Nein, es hatte mich zu anderem hergeführt.

Es war am Faschingmontag. Draußen herrschte Tauwetter und durch die
noch mit tiefem Schnee bedeckte Natur ging es wie erstes Frühlingsahnen.

Ich klopfte eben mit dem zweikantigen Hammer an einem Mühlensteine
umher, als ich in der großen Mühlenstube nebenan, von der eine kleine
Stiege ins Werk hinunterführte, Stimmen vernahm, die immer lauter
wurden. Die eine schien mir die Stimme Mariens zu sein und das machte
mich neugierig, so daß ich zur Tür emporschlich und horchte.

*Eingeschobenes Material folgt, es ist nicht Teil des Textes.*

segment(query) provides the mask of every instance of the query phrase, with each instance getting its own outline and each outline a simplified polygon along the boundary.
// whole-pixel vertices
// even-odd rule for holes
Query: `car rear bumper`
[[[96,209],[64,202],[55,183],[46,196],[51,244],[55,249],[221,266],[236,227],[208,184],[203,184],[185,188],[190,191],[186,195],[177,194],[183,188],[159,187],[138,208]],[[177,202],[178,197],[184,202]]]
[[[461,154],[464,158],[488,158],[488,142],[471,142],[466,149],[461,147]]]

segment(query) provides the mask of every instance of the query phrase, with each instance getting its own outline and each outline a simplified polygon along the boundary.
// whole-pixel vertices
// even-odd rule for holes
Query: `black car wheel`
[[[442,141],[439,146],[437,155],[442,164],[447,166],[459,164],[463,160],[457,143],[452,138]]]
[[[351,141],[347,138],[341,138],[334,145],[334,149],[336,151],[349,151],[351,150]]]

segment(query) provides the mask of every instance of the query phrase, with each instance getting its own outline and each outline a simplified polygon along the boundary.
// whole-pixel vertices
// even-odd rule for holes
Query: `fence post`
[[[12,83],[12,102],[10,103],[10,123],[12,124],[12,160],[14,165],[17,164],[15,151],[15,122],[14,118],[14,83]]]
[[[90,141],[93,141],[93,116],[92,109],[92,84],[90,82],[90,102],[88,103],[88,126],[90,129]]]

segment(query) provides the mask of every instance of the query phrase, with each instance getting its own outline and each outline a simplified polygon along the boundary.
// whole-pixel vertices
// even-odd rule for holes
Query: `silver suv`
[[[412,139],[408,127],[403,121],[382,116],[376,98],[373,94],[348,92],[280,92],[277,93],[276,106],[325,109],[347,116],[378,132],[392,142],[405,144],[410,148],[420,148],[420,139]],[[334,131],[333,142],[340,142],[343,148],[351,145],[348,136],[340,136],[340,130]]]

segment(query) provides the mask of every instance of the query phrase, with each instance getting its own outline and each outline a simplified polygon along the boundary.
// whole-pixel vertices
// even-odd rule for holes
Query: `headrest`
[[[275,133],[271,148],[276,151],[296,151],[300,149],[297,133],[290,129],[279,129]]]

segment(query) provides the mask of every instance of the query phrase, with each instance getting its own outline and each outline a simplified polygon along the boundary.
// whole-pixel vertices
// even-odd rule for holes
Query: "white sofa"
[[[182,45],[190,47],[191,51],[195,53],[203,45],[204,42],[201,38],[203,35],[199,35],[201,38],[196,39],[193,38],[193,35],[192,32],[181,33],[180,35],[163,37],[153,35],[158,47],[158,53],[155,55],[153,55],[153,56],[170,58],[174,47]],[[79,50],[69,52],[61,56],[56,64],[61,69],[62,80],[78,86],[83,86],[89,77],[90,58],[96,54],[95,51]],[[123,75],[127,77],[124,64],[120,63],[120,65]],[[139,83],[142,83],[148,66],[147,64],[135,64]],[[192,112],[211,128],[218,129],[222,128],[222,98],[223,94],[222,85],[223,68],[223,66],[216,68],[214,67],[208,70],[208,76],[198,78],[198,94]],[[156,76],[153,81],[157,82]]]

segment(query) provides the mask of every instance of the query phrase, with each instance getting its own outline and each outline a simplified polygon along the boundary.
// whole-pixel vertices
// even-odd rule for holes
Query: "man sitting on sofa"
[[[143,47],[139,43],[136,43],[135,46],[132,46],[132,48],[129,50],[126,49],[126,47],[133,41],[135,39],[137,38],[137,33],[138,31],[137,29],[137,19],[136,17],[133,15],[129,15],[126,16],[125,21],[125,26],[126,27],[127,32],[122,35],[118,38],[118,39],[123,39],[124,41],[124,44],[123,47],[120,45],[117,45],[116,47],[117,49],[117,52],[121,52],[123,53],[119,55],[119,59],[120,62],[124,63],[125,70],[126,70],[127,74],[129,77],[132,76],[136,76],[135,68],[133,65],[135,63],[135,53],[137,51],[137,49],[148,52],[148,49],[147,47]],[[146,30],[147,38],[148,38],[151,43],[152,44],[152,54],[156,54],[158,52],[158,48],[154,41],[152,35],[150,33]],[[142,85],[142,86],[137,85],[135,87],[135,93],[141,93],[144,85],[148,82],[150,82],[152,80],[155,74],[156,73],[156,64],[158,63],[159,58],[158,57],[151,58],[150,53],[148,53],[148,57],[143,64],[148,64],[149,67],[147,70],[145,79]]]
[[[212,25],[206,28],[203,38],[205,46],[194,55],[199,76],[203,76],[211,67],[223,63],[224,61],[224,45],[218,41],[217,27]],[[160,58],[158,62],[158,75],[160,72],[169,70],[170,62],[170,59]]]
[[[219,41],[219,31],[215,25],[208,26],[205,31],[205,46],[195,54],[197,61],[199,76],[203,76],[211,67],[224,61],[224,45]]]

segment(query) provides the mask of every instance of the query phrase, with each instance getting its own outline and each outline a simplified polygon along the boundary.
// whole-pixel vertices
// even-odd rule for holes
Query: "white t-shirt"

Es war wirklich die Stimme der Oberleitnerin und ich hörte, wie sie
eben rief: „Bartel, das kann nit dein Ernst sein, daß du mich und
meine Kinder wie ein Bettelvolk von Haus zu Haus in die Einlag gehen
laßt. Als Dienstmagd nimmt mich mit zwei Kindern ja auch niemand auf,
schon gar nit jetzt, wo ich ja selber nit gesund bin. Ich kann mich
seit dem letzten Kind noch immer nicht erholen. Du brauchst ja eh wen,
der dir die Wirtschaft führt, und es wird doch gescheiter sein, wenn
deine Schwester Wirtschafterin ist, statt eine fremde Person. Bartel,
überleg dir’s!“

„Da gibt’s kein Überlegen,“ sagte er kalt. „Ich werd mir nit ein paar
Leut ins Haus nehmen, die keine Kraft zur Arbeit, aber allweil hungrige
Mägen haben.“

„Kann ich dafür, daß ich so heruntergekommen bin?“ entgegnete Marie.
„Du selbst hast mich ja an den Lumpen verkuppelt. Ich hätt schon auf
den Heinrich gewartet. Aber du hast keine Ruh gegeben und hast die
Mutter so lange beredet und hast auch mir selber so lange zugeredet,
bis ich in meiner Verzagtheit nachgegeben hab.“

„Laß mich aus mit die alten Geschichten und halt mich nit länger auf.
Es bleibt bei dem, was ich gesagt hab und damit basta!“

Und wieder die Stimme Maries in angstvollem Flehen: „Ich bitt dich,
Bartel, sei barmherzig. Denk an unsere Mutter. Ich arbeite ja, was in
meinen Kräften steht, und ich begehre keinen Kreuzer Lohn dafür. Nur
dableiben können! Schau doch das arme Kind da an! Könntest du’s übers
Herz bringen, daß es mit mir betteln gehen sollte? Ich bitt dich,
Bartel, so viel Mitleid mußt du ja doch haben.“

Ich hörte, wie die Stimme Maries in Schluchzen erstickte. Aber da
klang auch schon wieder Bartels Stimme hart und kalt wie Metall: „Ich
hab geredt. Und die Winslerei mag ich schon gar nit. Schau, daß du
weiterkommst mit deinem Bankert.“

Das Wort traf mich wie ein Peitschenhieb und schon wollte ich in die
Stube hineinstürmen, da hörte ich’s drinnen scharf und schrill: „Du,
einen Bankert nennst du mein Kind nicht! Braver sind wir alle zwei als
du. Ich weiß schon, warum du uns nit dabehalten willst! Weil du, so oft
du uns anschaust, an deine Schlechtigkeit denken müßtest. Ja, ja, schau
mich so wild an, wie du willst, jetzt ist alles gleich. Noch einmal
sag ich’s: an deine Schlechtigkeit. Ums Geld hast du mich gebracht und
darum hab ich den Oberleitner heiraten müssen, der, wenn er auch ein
miserabler Lump war, gegen dich noch alleweil ein Ehrenmann gewesen
ist. Du, Bartel, du bist der schlechteste Kerl auf dieser Welt.“

Auf diese in sinnlosem Zorn hervorgestoßenen Worte hörte ich einen
dumpfen Schlag und dann fing das Kind zu schreien an.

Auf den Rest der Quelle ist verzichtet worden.